Code of Ethics for Principal Executive Officer and Senior Financial Officers
The Company expects the highest possible ethical conduct from its principal executive officer and senior financial officers. Your full compliance with this Code and with the Company’s Policy Handbook is mandatory. You are expected (i) to foster a culture of transparency, integrity and honesty, and (ii) to establish procedures within the Company to facilitate compliance with this Code.
In accordance with the rules of the U.S. Securities and Exchange Commission, any change to, or waiver of, this Code must be immediately publicly disclosed
Conflicts of Interest
The principal executive officer and senior financial officers must avoid any personal activity, investment or association that could appear to interfere with good judgment concerning the Company’s best interests. You may not exploit your position or relationship with the Company for personal gain. You should avoid even the appearance of such a conflict. For example, there may be a conflict of interest if you:
- Cause the Company to engage in business transactions with relatives or friends
- Use non-public Company, client or vendor information for personal gain by you, relatives or friends (including securities transactions based on such information)
- Have more than a modest financial interest in the Company’s vendors, clients or competitors
- Receive a loan, or guarantee of obligations, from the Company or a third party as a result of your position at the Company
- Compete, or prepare to compete, with the Company while still employed by the Company
There are other situations in which a conflict of interest may arise. If an employee has concerns about any situation, he/she should follow the steps outlined below under “Reporting Violations.”
It is imperative that the principal executive officer and senior financial officers avoid any investment, interest or association that interferes, might interfere or might appear to interfere, with their independent exercise of judgment in the Company’s best interests.
Engaging in any conduct that represents a conflict of interest is strictly prohibited.
Accurate Periodic Reports
As the principal executive officer and senior financial officers are aware, full, fair, accurate, timely and understandable disclosures in the Company’s periodic reports is legally required and is essential to the success of its business. All such reports shall be prepared in accordance with the following guidelines:
- All Company accounting records, as well as reports produced from those records, must be in accordance with the laws of each applicable jurisdiction
- All records must fairly and accurately reflect the transactions or occurrences to which they relate
- All records must fairly and accurately reflect, in reasonable detail, the Company’s assets, liabilities, revenues and expenses
- The Company’s accounting records must not contain any false or intentionally misleading entries
- No transactions should be intentionally misclassified as to accounts, departments or accounting periods
- All transactions must be supported by accurate documentation in reasonable detail and recorded in the proper account and in the proper accounting period.
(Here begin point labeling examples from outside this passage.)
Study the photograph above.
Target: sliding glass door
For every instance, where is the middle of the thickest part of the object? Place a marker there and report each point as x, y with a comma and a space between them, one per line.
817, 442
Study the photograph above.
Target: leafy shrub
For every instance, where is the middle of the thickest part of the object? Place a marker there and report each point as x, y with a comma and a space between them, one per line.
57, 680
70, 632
- No information should be concealed from the internal auditors or the independent auditors
- Compliance with the Company’s system of internal accounting controls is required compliance
The principal executive officer and senior financial officers are expected to comply with both the letter and spirit of all applicable governmental laws, rules and regulations.
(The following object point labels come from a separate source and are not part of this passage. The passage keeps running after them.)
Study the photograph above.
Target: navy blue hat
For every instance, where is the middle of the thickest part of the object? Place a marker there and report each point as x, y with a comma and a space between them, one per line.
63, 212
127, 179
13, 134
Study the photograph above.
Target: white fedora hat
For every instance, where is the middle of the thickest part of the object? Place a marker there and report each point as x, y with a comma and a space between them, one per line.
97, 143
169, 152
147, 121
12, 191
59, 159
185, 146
If they fail to comply with this Code, with the Company’s Policy Handbook, and/or with any applicable laws, they will be subject to disciplinary measures, up to and including immediate termination of employment.
If any employee feels uncomfortable about a situation or has any doubts about whether it is consistent with this Code, then such employee should immediately report the situation to his or her supervisor. If an employee does not feel comfortable reporting any situation or conduct to his or her supervisor or if the employee does not get a satisfactory response, the employee should promptly report it to the Company’s General Counsel or to the Audit Committee of the Company’s Board of Directors in care of the Company’s Corporate Secretary at the Company’s headquarters. Also, any employee may report on a confidential and anonymous basis any concerns or potential violations of this Code via the Company’s Ethics Hotline at 1-800-205-4913 or TellHelmP@getintouch.com, which is administered by a third party call center and is available 24 hours a day, 7 days a week. If an employee chooses to identify himself or herself, then the information that he or she provides will be dealt with on a confidential basis to the greatest extent possible consistent with applicable law and the Company’s need to investigate the concerns. All employees have the commitment of the Company and of the Audit Committee of the Company’s Board of Directors that the employee will be protected from retaliation for reporting potential violations of this Code.